Como expressão orante do tempo do Advento pode servirnos para reparar nalguns aspetos nesta preparação em ordem ao Natal.

Desde logo o que significa: ‘rociai’? É uma palavra de origem latina (roscidare, roscidus) e significa: cair orvalho, orvalhar...numa súplica voltada para o Alto e em atitude de abertura à condução divina...na terra.

 1. Por vezes ouve-se de algumas pessoas uma observação que tem tanto de interessante quanto de esquisita: vou ao menos à ‘missa da galo’... no resto do ano não tenho tempo e nem sempre me apetece.

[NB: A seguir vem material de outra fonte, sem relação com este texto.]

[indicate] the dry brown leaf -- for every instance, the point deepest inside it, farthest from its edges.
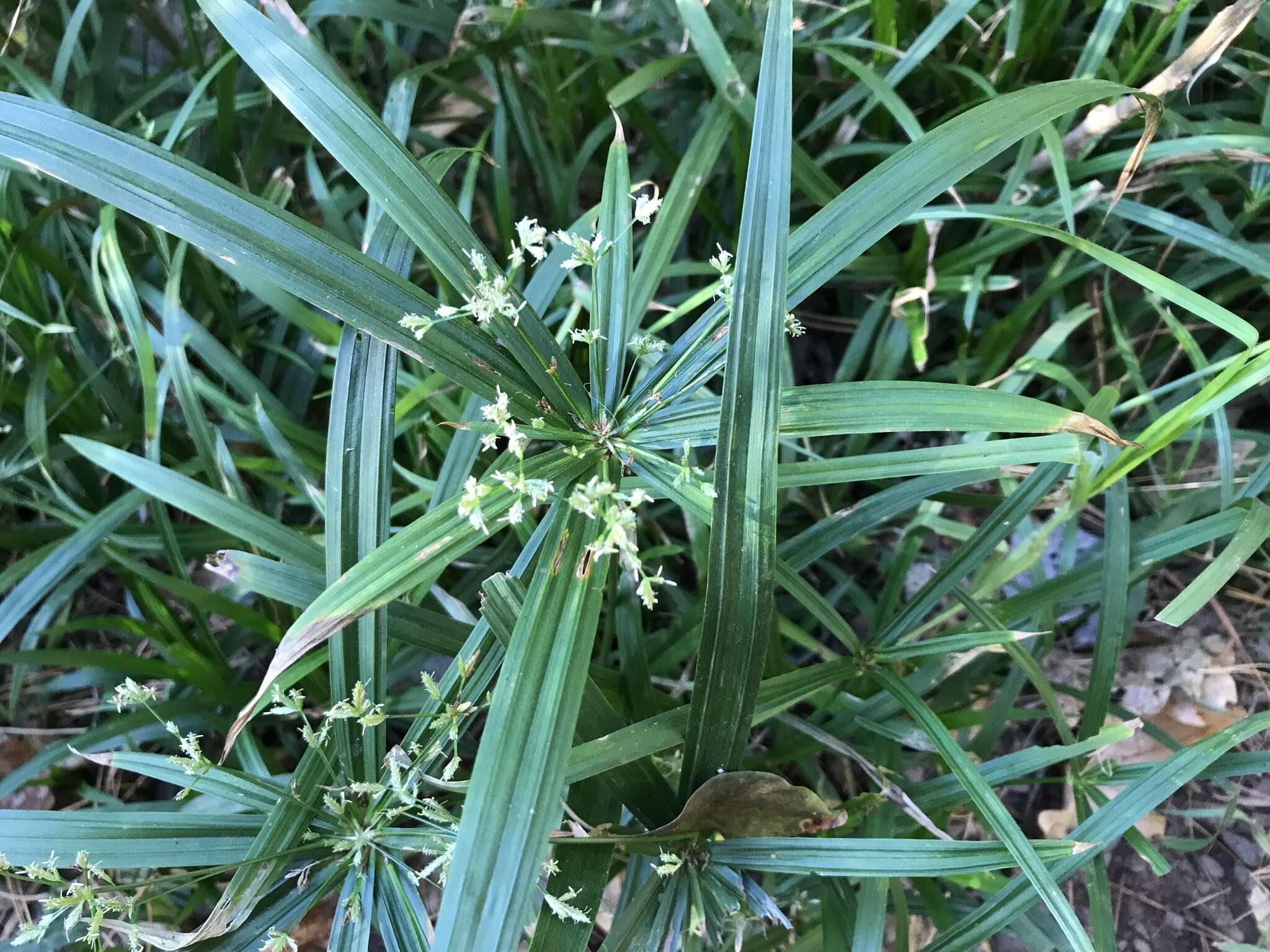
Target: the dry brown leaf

Quem tal refere poderá ter as suas convicções religiosas, mas talvez não assentem em alicerces cristãos. Quem tal se considere ‘praticante’ poder-se-á iludir com rituais, mas sem fundamentação cristã. Quem tal faz será crente ou meramente religioso, à sua maneira?

 2. Por outra perspetiva vou constatando que alguns dos nossos fregueses – no sentido etimológico do termo, da procedência do latim: ‘filius ecclesiae’ (filho da igreja) – frequentam as celebrações do Natal, mas não fizeram com os outros a preparação do mesmo, pela caminhada do tempo do Advento, esse mesmo colocado na dinâmica liturgico-eclesial para ser preparação da ‘vinda do Senhor’. Efetivamente muitos dos nossos ritos, ainda sociais de cristandade, parecem ter pouco a ver com aquilo que se poderá designar de compromisso, isto é, cada um vai ou não, conforme lhe dá jeito; cada um vai aqui ou ali à missa (de domingo ou outra) mais em conformidade com os seus interesses do que com o vínculo que sente e que vive com aqueles com quem celebra a fé; cada um – e são tantos – usa das coisas da Igreja mais em função da sua conveniência do que em razão de uma caminhada comprometida...

3. Os ecos e repercussões deste tempo de pandemia como que vieram agravar o razoável descompromisso de uma boa parte dos nossos fregueses. Estamos a pagar a fatura de termos andado a dar sacramentos a pessoas não-evangelizadas. Muitas das celebrações do batismo são realizadas mais em razão da festa do que em consonância com a fé mínima e suficiente. A maior parte dos casamentos são feitos na igreja, mas muito pouco em sintonia com a Igreja. Uma percentagem dos crismados são aceites mais no termo de um tempo de ‘catequese’ do que pela catequização desenvolvida... o sinal vê-se nos dias seguintes à cerimónia – quando devia ter sido celebração – na ausência à assembleia celebrante...

 4. De que adianta haver uns tantos que se dão ao cuidado de denunciar, de esgrimirem razões ou de se empenharem em soluções, senão houver um plano diocesano no qual todos se comprometam? Está em desenvolvimento o processo sinodal em toda  a Igreja e nas igrejas particulares (dioceses e paróquias), mas quem leu os textos de preparação emanados da Santa Sé? Quem quis refletir sobre as dez questões preparatórias do Sínodo? Quem já designou os dinamizadores dos grupos sinodais?

5. Por estes dias soube do estado de saúde de duas pessoas que muito estimo: o Padre Francisco de Jesus Graça e a Professora doutora Manuela Carvalho. Por interposto amigo escutei o desprendimento de ambos desta face da vida: um e outra sentem-se a ir para o Natal eterno da ressurreição. Não será isto o orvalho de Deus a espargir-se sobre a Terra?